Virtual human livestreaming contributed more than 3 million yuan ($420,000) in gross merchandise value in a single day for electronics manufacturer Suning during that period, according to Baidu. Sales are tracked over time by GMV.
 
Wu Chenxia, head of Huiboxing, said the solution leverages big data to instantly generate multiple livestreaming scripts.

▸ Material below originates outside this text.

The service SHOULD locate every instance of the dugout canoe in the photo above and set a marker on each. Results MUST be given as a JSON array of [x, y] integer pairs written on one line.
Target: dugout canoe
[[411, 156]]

The digital human livestreamers are based on the vast language model powering Ernie bot and are now free for merchants to utilise on Baidu's e-commerce platform.
 
Regulators are keeping a watch on this industry.
 
China is not officially able to access OpenAI's ChatGPT. Beijing didn't approve Baidu's Ernie bot until late August, at which point it became generally usable.
 
A steady visual connection is also necessary for livestreaming to be successful.
 
On their phones, prospective customers are nearly constantly watching, however producers may attempt to broadcast live from the farm where their fruit is being grown.
 
In certain regions of the nation, mobile service providers China Unicom and China Mobile have begun to provide data bundles targeted towards livestreamers.
 
According to Joe Wang of Huawei's ICT department, these packets splice the network so that livestreamers receive priority service, much like an express lane on a highway may only be used by buses to avoid traffic.
 
According to Wang, 5.5G will potentially result in ten times faster download and two to three times faster upload rates than 5G. He predicts that by 2025, 5.5G will be available to customers, and that advances in AI would enable companies to easily convert 2D photos into 3D ones.
 
According to Wang, this suggests that in around two years, 3D livestreaming might become a reality.
 
Meanwhile, adult education course providers like Quantasing have joined the trend and are hosting livestreaming e-commerce, which generated 13.3 million yuan in GMV in August.
 
Quantasing, according to CEO Matt Li, hosts over ten livestreaming sessions concurrently and uses technology to determine what kinds of products and resources to allocate to each one in order to maximise revenue.
 
Livestreaming is governed by China's strict content regulations, despite its rapid growth.
 
Analysts have also noted that a lot of product returns result from livestreaming sales, which are frequently impulsive purchases.
 
Livestreaming sales has become a popular strategy used by companies, such as Jo Malone London and New Oriental, a Chinese education company, to stay in touch with Chinese consumers and encourage them to spend money.
 
Significantly, according to McKinsey's Zipser, companies are switching from using influencers—known as KOLs in China—to internal livestreamers.
 
“It is a clear indication [livestreaming] is not a hype, but it is something that companies are embracing and putting resources behind and the result of that is something that is here to stay,” he said.